Les candidates Sylva, Nuella, Viviana et Foly Nedy (de g. à dr.) lors de la demi-finale du 19 juin. © Amors pour grand poucet production.

Publié le 5 juillet 2010 Lecture : 4 minutes.

Cet article, publié le 27 juin dans Jeune Afrique, a été rédigé avant la désignation de la gagnante, l’Ivoirienne Nuella.

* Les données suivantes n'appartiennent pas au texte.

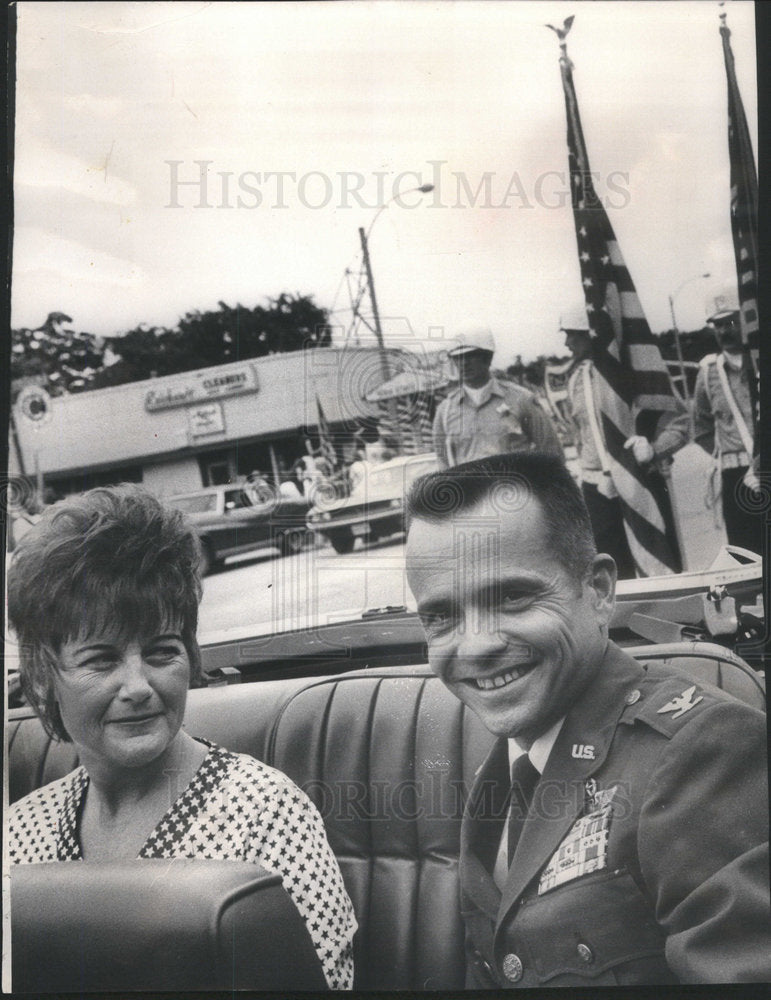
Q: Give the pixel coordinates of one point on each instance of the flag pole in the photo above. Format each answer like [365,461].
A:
[632,380]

« On va enfin réaliser une belle émission ! » En cette matinée du 19 juin, Sylvain Feldman, le réalisateur d’Africa Star, se veut optimiste. L’équipe d’une centaine de techniciens et de musiciens est prête à accueillir les candidats du programme de téléréalité consacré aux jeunes chanteurs d’Afrique. Les répétitions ont lieu à l’Institut national polytechnique Félix-Houphouët-Boigny, à Yamoussoukro, en Côte d’Ivoire.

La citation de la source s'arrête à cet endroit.